Si se quiere se puede. Nona Hernández González, de Breña Alta, tiene tiempo para atender a sus mellizos recién nacidos y también para acoger en su casa a la niña saharaui Daija, que veranea en su casa desde hace tres años en el marco del programa Vacaciones en paz. “Con la ayuda de mi abuela, que la trajo la primera vez, la llevamos a la piscina, a la playa, al cine, al dentista, al oculista y a donde podemos, aunque este año tengo un poquito menos de tiempo por los niños”, ha señalado Nona a La Palma Ahora, ante la atenta mirada de Daija, que disfruta de un helado.

El programa Vacaciones en paz hace posible que en los meses estivales miles de niños y niñas saharauis de los campamentos de refugiados de Tinduf (Argelia) sean acogidos temporalmente por familias españolas. Los menores llegaron a Canarias el pasado 8 de julio y permanecerán en el Archipiélago hasta los primeros días de septiembre. La Asociación de Amigos del Pueblo Saharahui Elías Martín de La Palma ha logrado que este año pasen el verano en la Isla un total de 11 niños y niñas, acogidos por familias de los municipios de Breña Alta, Santa Cruz de La Palma, Barlovento, Puntallana, El Paso y Tazacorte. La coordinadora de la asociación, Celia Fernández, ha reconocido a este digital que se ha producido “un bajón” en el número de familias de acogida y hace un llamamiento a participar en esta causa solidaria.

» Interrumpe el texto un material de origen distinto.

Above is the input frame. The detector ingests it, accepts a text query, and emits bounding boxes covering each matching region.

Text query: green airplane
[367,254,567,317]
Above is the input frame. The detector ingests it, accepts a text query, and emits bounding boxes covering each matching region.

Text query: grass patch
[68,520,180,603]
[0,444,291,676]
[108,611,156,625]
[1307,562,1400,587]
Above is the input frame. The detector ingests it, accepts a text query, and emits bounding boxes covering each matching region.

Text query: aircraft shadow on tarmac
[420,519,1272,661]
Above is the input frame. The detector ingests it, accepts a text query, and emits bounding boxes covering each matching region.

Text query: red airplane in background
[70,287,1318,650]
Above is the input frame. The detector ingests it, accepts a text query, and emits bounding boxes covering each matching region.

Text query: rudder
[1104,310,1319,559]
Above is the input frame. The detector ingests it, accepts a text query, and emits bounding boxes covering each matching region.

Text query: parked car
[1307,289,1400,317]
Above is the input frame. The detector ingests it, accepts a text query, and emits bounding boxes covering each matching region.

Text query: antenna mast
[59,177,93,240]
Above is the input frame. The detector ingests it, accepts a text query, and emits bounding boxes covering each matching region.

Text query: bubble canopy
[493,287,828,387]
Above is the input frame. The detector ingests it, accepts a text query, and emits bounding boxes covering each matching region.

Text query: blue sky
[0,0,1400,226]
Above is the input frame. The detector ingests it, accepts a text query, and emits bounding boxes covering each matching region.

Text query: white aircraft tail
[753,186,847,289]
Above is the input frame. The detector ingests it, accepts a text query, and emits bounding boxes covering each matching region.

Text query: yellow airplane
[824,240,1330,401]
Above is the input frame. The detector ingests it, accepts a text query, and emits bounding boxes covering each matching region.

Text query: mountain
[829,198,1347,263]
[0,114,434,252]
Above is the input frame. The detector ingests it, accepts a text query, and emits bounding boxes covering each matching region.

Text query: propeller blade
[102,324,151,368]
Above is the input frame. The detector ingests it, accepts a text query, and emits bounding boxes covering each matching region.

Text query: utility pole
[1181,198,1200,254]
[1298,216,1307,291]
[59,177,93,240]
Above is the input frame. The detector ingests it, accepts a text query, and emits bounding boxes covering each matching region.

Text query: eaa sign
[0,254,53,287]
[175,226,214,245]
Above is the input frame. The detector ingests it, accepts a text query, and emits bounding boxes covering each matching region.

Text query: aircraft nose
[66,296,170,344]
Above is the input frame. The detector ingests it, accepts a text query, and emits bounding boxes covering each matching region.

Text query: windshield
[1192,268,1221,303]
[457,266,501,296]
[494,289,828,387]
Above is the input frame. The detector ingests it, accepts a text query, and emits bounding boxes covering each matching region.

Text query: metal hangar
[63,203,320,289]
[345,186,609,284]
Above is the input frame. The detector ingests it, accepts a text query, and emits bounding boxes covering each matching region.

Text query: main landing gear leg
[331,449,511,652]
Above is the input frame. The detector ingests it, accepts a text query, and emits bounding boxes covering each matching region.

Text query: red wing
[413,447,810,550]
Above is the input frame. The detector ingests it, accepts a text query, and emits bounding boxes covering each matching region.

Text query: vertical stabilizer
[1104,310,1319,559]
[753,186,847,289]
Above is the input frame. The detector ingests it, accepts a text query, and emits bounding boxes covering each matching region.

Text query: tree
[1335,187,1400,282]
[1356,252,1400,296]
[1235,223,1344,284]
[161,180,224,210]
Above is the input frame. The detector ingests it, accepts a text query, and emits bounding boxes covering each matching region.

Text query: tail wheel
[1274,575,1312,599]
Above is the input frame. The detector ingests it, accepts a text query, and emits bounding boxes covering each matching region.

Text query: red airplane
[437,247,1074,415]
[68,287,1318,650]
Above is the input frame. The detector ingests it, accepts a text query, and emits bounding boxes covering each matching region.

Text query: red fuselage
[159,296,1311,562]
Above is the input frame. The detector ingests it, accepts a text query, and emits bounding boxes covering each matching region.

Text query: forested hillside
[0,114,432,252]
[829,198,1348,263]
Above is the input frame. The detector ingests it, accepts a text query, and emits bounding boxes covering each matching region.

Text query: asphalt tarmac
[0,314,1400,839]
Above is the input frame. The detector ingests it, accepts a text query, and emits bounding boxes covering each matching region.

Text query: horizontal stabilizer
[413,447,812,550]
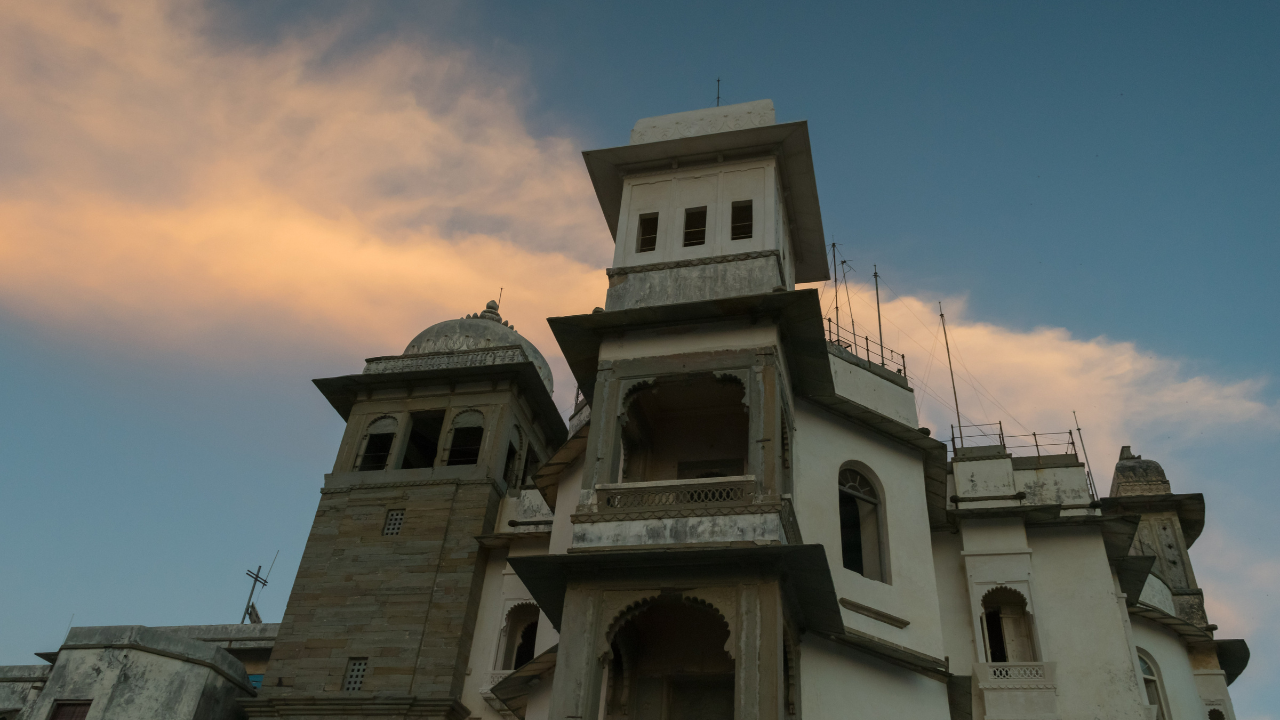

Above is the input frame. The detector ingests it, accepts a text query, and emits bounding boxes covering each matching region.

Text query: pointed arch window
[445,410,484,465]
[1138,647,1169,720]
[982,587,1036,662]
[499,602,538,670]
[840,468,884,582]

“Cada familia tiene sus circunstancias y todo el mundo no puede acoger, pero te enriquece y empiezas a valorar cosas que antes no valorabas”, subraya Nona, quien lamenta que este sea el último año que va a poder disfrutar de Daija. “Esta es la tercera vez que viene a casa y ya no podrá volver, así que sentimos nostalgia porque no verla el año que viene será muy duro”, afirma. “Los veranos en La Palma para ella es una gran ilusión, una alegría, ir a la playa, disfrutar con las familias, conocer otros niños… En estos tres años Daija ha aprendido a bailar, porque yo tengo una escuela de danza, ha aprendido otro tipo de cultura gastronómica, hemos ido al cine, ha conocido cosas que no hay en su país”, cuenta Nona con satisfacción. “Ir a la playa, algo tan habitual para nosotros, ella le da mucho valor, y a la comida, porque allí tienen una alimentación muy básica; aquí probó por primera vez la sandía o las piñas de maíz”, dice.

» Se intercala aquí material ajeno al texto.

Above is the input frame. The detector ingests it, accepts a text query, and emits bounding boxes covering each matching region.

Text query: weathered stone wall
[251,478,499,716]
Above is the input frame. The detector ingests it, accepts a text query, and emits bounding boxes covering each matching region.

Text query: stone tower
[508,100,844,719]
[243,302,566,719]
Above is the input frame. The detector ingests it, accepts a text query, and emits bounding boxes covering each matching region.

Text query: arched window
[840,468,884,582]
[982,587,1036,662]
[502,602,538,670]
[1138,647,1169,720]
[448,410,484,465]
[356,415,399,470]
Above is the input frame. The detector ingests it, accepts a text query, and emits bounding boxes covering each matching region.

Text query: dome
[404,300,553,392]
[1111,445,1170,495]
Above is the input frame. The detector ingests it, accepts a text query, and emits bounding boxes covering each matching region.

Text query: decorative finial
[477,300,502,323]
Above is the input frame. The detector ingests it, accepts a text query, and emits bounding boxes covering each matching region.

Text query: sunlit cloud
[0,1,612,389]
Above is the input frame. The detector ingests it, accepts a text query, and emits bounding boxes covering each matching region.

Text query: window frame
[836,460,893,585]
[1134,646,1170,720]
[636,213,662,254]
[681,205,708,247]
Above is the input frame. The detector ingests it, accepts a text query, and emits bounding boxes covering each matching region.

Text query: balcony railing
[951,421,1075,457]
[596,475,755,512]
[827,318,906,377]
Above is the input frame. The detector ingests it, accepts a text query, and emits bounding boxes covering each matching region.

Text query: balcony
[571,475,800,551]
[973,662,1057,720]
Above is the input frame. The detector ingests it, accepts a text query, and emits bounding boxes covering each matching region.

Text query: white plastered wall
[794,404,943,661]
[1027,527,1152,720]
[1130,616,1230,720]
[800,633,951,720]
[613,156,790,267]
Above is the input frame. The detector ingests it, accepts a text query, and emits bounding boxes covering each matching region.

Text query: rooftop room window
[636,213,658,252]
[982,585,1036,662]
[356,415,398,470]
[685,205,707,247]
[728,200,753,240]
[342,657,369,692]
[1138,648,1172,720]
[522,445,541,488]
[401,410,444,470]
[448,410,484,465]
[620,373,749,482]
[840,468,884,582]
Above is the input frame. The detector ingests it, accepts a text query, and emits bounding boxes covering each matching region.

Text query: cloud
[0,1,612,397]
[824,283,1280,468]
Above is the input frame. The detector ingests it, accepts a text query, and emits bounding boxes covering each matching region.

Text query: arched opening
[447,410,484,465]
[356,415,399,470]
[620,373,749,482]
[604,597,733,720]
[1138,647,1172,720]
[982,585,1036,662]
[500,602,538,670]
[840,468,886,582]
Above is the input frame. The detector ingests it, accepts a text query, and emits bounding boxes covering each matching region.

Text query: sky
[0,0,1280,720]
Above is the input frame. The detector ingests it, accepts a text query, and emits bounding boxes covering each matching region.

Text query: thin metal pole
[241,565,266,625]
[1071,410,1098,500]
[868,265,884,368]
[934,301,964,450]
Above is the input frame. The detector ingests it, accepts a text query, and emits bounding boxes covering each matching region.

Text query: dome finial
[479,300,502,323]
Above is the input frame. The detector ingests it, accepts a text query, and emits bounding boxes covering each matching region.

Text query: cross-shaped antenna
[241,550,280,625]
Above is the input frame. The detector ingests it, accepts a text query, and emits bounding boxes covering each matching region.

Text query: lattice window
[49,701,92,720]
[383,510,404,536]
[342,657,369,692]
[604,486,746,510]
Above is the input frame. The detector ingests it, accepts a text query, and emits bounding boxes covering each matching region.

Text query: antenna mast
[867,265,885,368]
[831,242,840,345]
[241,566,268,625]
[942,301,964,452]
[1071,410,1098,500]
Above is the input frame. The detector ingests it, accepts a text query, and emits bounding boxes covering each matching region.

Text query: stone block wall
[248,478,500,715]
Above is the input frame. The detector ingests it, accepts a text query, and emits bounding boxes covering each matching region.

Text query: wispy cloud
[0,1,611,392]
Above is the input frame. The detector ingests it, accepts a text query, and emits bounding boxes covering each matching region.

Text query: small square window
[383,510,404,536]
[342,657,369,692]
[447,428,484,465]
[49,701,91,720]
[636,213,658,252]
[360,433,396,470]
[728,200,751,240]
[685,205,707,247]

“Los veranos en La Palma me los he pasado muy bien, lo que más me gustó cuando llegué fue la piscina”, recuerda Daija, quien reconoce que a pesar de que las estancias en La Palma han sido maravillosas, la familia le tira. “Tengo cuatro hermanos, y uno no lo conozco, solo lo he visto en fotos, porque nació cuando yo ya estaba en La Palma; le hemos puesto de nombre Nona”, cuenta Daija con una sonrisa, y asegura que quiere ser “doctora”.